Hay rivales que simplemente se niegan a caer. Los bombardeas con golpes, los estremeces con toda tu fuerza, los castigas en cada zona del cuerpo que cuenta como blanco válido, pero ellos se quedan ahí, de pie, indiferentes al dolor, a la sangre que brota de sus heridas, a los hematomas que cubren su piel. Testarudos como mulas, se niegan categóricamente a acabar noqueados, y tratar de derribarlos a toda costa puede ser muy peligroso.
Hace diez días, poco después de las diez de la noche, estaba en San Bonifacio, en la provincia de Verona, sentado en primera fila para presenciar el combate del talentoso cubano Angelo Morejon contra el bosnio de pegada dura Danijal Alagic. Durante tres asaltos, aquello parecía más una paliza que un combate.
El zurdazo de Morejon se estampaba en el rostro del rival como un pistón. El impacto era tan fuerte que el sudor del desafortunado boxeador bosnio salía disparado fuera del ring, mientras el numeroso grupo de aficionados balcánicos que lo había acompañado en esta aventura italiana observaba la escena aterrorizado y en silencio. Los derechazos secos y violentos que Morejon lanzaba al cuerpo de su oponente hacían retorcer incluso a los espectadores. Y, sin embargo, el tenaz Alagic no daba un paso atrás.
Así que, poco a poco, “El Terrible” pasó al plan B. Al darse cuenta de que tenía delante una roca inamovible, el cubano bajó el ritmo, dosificó sus energías y siguió acumulando puntos, bailando elegantemente sobre la punta de los pies y golpeando con dureza solo cuando su rival se mostraba demasiado atrevido.
Al final del combate, pese a la victoria clara e indiscutible, hubo quien no quedó satisfecho. “Debió usar más la derecha”, “no debió dejarse presionar”, “debió ensuciarse las manos”, fueron algunas de las críticas escuchadas tras la pelea.

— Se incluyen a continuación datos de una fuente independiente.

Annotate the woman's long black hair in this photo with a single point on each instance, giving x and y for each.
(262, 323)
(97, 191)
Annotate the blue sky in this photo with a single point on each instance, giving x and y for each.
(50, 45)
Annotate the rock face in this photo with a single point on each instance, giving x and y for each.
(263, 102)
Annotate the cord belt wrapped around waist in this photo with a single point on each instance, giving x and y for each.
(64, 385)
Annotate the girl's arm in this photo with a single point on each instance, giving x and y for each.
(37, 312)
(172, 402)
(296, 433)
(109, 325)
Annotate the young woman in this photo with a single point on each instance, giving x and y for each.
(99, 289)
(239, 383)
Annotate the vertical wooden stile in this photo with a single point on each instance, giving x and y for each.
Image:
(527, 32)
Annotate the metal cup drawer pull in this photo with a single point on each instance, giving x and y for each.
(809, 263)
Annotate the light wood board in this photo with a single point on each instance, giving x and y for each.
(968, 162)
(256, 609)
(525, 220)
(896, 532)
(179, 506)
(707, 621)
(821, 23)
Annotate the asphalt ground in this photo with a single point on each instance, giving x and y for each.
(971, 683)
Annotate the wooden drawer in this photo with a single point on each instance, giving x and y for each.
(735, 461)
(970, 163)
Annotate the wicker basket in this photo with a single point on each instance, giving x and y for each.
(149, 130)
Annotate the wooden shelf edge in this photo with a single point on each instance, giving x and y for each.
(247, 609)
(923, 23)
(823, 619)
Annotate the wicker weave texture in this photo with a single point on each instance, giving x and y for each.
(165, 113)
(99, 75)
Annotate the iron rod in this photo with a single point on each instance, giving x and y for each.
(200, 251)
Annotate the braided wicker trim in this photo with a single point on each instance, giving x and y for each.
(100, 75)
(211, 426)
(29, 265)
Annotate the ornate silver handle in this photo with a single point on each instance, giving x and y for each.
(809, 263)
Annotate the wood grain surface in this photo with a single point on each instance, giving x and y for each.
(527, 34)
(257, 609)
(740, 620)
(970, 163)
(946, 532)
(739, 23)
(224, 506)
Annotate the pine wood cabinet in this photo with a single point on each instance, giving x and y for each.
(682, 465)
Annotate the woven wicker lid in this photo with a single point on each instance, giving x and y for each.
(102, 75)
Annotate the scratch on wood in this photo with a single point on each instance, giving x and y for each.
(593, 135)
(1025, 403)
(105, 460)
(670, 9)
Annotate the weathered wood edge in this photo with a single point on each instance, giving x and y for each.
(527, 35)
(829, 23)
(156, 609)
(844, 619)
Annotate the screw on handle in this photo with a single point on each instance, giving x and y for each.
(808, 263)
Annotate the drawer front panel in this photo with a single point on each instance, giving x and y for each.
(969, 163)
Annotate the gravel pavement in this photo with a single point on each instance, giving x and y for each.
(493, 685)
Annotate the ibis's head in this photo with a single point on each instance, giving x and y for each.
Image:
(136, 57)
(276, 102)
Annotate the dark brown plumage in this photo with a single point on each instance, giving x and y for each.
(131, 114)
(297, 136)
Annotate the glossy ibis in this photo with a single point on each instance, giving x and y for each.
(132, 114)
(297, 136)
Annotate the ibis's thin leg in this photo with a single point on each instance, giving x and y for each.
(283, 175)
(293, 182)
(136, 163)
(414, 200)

Su decisión de administrar los últimos asaltos con prudencia fue interpretada por algunos como una muestra de delicadeza, de inseguridad o de poca disposición al combate.
He estado reflexionando sobre esos comentarios durante días, y no he podido evitar recordar un combate de finales de los años noventa, aparentemente sin relación, pero en realidad muy pertinente para este tema: la inesperada derrota del gran Wladimir Klitschko ante el estadounidense Ross Puritty.
Campeón olímpico, invicto, de físico imponente y excelentes cualidades técnicas, Klitschko era considerado un elegido y escalaba rápidamente las clasificaciones mundiales, logrando un nocaut tras otro. Puritty, por su parte, ya había sufrido trece derrotas —tres en sus últimos cuatro combates— y era un boxeador limitado, básico, sin clase ni imaginación. Sobre el papel, no debía haber pelea.
Y, de hecho, durante nueve asaltos completos no la hubo: Klitschko golpeaba a placer desde todos los ángulos, lo bombardeaba sin descanso, lo castigaba con golpes que habrían derribado a un toro. Por primera vez desde que se había hecho profesional, “Dr. Steelhammer” peleaba en Ucrania, ante sus compatriotas, y quería lucirse. Quería ganar por nocaut a toda costa.
Cualquiera que haya visto aquella pelea sabe que Klitschko pagó muy caro su obstinación. Al final del décimo asalto estaba tan agotado que apenas podía mantenerse en pie. En el undécimo, su entrenador Fritz Sdunek tuvo que saltar al ring para salvarlo de un Puritty desatado, provocando así la detención anticipada del combate.
He pensado mucho en aquella noche rocambolesca en los últimos días, y también en la impresionante diferencia entre los rostros de Angelo Morejon y Danijal Alagic al salir de los vestuarios, una hora después de su combate. El de Angelo, intacto, sin un rasguño. El de Alagic, hinchado e irreconocible: los ojos reducidos a rendijas, los pómulos amoratados, la nariz deformada.
Quizás Morejon no entusiasmó a los espectadores más exigentes; quizás habría ganado igual intercambiando algunos golpes salvajes más; quizás, forzando al máximo, habría logrado doblegar la resistencia del inquebrantable Alagic y regalado al público un KO del que hablar. Nunca lo sabremos. Pero sí sabemos que El Terrible, además de lograr la victoria, volvió a casa sano y salvo, lo cual, en un deporte tan extenuante, peligroso y a veces incluso cruel como el boxeo, no es poca cosa.
“No tienes que ser el hombre más fuerte del ring. Solo tienes que ser el más inteligente.”